Maximilian Huber erinnerte sich noch ganz genau an seinen 9. Geburtstag. Wie hätte er das, was an diesem Tag geschah, auch jemals vergessen können? Er konnte sich natürlich nur daran erinnern, was er selbst erlebt hatte. Den Rest der Geschichte erfuhr er erst nach und nach...


Eine Leseprobe…


>Kommst du bitte mal mit in mein Zimmer?< Max ergriff seinen alten Onkel bei der Hand und wollte ihn mitziehen. >Ich muss dir nämlich unbedingt was zeigen, Onkel Theodor. Da sind heute morgen ein paar komische Dinge aufgetaucht, die ich nicht verstehe. Vielleicht kannst du sie mir ja erklären?<
Bereitwillig ließ Theodor sich von Max mitziehen. Im Türrahmen wurden der Junge und sein Onkel gestoppt. Aus der Diele drängte Olga ins Wohnzimmer. >Hallo, Max.
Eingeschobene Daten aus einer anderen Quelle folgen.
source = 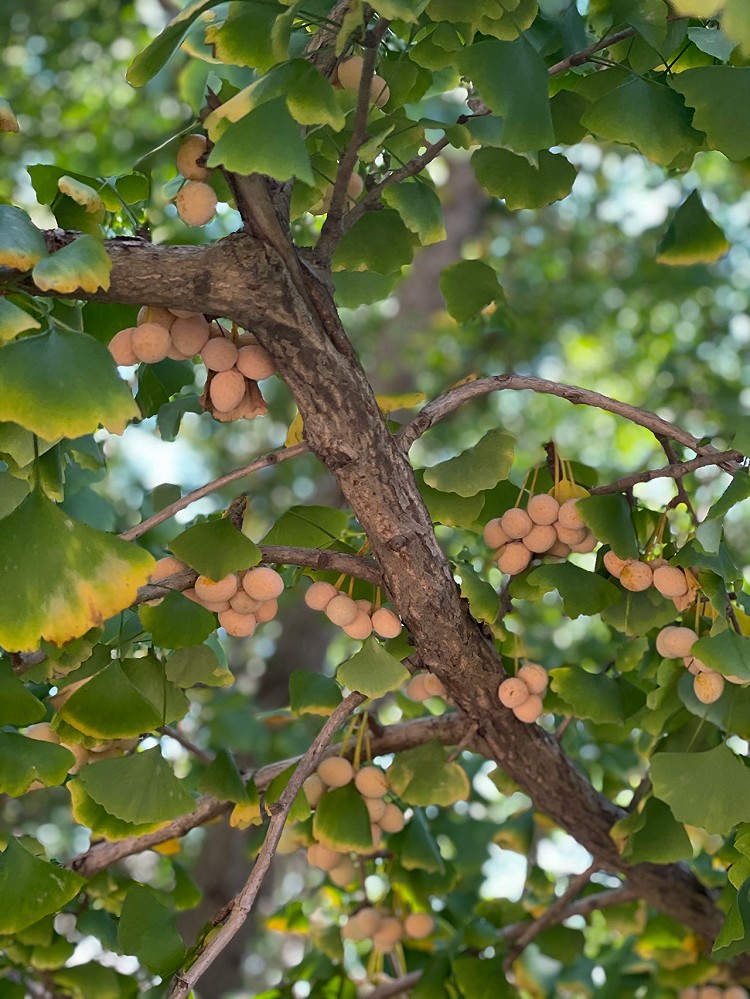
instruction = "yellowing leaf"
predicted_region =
[0,490,155,651]
[0,329,138,441]
[57,174,104,214]
[31,236,112,295]
[0,205,47,271]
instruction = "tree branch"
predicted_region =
[167,692,367,999]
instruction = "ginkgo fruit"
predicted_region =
[175,180,218,226]
[208,368,245,413]
[175,133,211,180]
[130,323,172,364]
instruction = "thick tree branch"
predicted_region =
[168,693,367,999]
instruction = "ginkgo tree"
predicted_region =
[0,0,750,999]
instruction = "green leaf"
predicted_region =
[0,837,85,934]
[78,746,195,823]
[383,180,445,246]
[289,669,341,718]
[440,260,505,323]
[331,208,414,274]
[456,37,555,153]
[581,76,701,167]
[138,593,217,649]
[58,662,164,739]
[117,885,185,976]
[313,782,373,853]
[692,628,750,680]
[263,506,349,548]
[208,97,315,184]
[651,743,750,836]
[576,493,639,558]
[336,638,409,697]
[125,0,228,87]
[169,517,260,580]
[388,740,470,805]
[198,748,249,805]
[165,645,234,687]
[0,205,47,271]
[471,148,577,209]
[669,66,750,160]
[526,562,620,618]
[0,661,45,725]
[31,234,112,295]
[0,491,155,651]
[424,430,515,496]
[0,296,41,343]
[550,666,624,723]
[0,330,138,440]
[0,732,75,798]
[656,191,729,266]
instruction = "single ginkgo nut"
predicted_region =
[371,607,401,638]
[654,565,688,597]
[324,593,359,628]
[107,326,139,367]
[497,541,532,576]
[336,56,364,90]
[693,672,724,704]
[354,767,388,798]
[242,565,284,600]
[219,607,256,638]
[513,694,544,725]
[342,609,372,642]
[483,517,510,548]
[253,600,279,624]
[200,331,239,371]
[175,180,218,226]
[131,323,172,364]
[404,912,435,940]
[497,676,530,708]
[620,560,654,593]
[305,579,339,610]
[175,133,211,180]
[557,498,586,531]
[378,801,406,833]
[526,493,560,526]
[237,344,276,382]
[317,756,354,787]
[521,524,557,555]
[500,507,534,541]
[208,368,245,413]
[195,572,239,604]
[169,314,212,367]
[516,663,549,695]
[656,624,698,659]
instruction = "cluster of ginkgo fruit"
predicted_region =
[109,305,276,423]
[603,550,700,611]
[305,580,402,641]
[151,556,284,638]
[497,663,549,724]
[484,487,598,576]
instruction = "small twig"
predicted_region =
[315,18,389,260]
[168,692,367,999]
[504,863,598,971]
[397,373,739,474]
[157,725,214,766]
[120,444,310,541]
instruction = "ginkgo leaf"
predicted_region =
[0,490,155,651]
[0,298,41,343]
[31,236,112,294]
[0,329,138,441]
[0,205,47,271]
[0,838,85,934]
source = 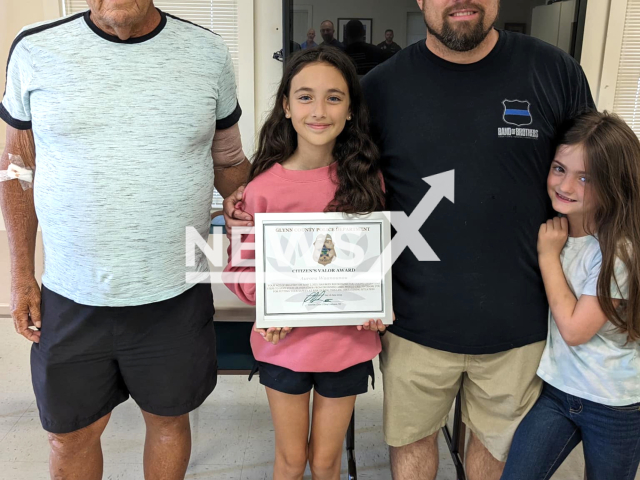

Herzlichen Glückwunsch zum Geburtstag!< Olga begrüßte ihren Neffen überschwänglich wie immer. Sie küsste und umarmte ihn. Max wand sich aus ihrer Umklammerung. Theodor stand belustigt daneben. >Und hier dein Geburtstagsgeschenk für dieses Jahr.<
Der Junge nahm das Päckchen höflich entgegen und riss auf der Stelle das Papier auf. Ein Buch kam zum Vorschein. "Der geheimnisvolle Kanal". Max drehte es um, blätterte kurz darin und versuchte, seine Enttäuschung zu verbergen. Noch nicht einmal Bilder gab es, die etwas verraten hätten. Olga stupste Max aufmunternd an. >Also, ich hätte es verschlungen. Es wird dir auch gefallen, Maximilian. Und Lesen hat noch keinem Kind geschadet. Ganz im Gegenteil.<
Der Junge dankte ihr höflich und fühlte sich plötzlich von allen allein gelassen. Während Olga jetzt die alten Verwandten fröhlich begrüßte, kam Friederike zufrieden mit dem Kaffee und einem Kännchen mit heißem Wasser ins Zimmer gerauscht. Sie schaute erwartungsvoll in die anwesenden Gesichter und steuerte den gedeckten Tisch an. >Olga ist auch da. Der Kaffee ist fertig. Wir können anfangen.<
Max sah seine Mutter vorwurfsvoll an und protestierte. >Aber… < Sein Freund Michael war doch nicht gar nicht da.
Friederike sah auf die große Standuhr. Es war kurz vor drei. >Dann warten wir eben noch ein paar Minuten.<
Max ergriff sofort die Initiative und machte Onkel Theodor verschwörerische Zeichen. >Dürfen wir solange in mein Zimmer gehen?<
>Und der Computer bleibt aus!<
Max war sauer. >Aber der Computer… <
Friederikes Stimme wurde energischer. >…der bleibt heute aus!<
Der Junge resignierte langsam. Das schien heute wirklich nicht sein Tag zu sein.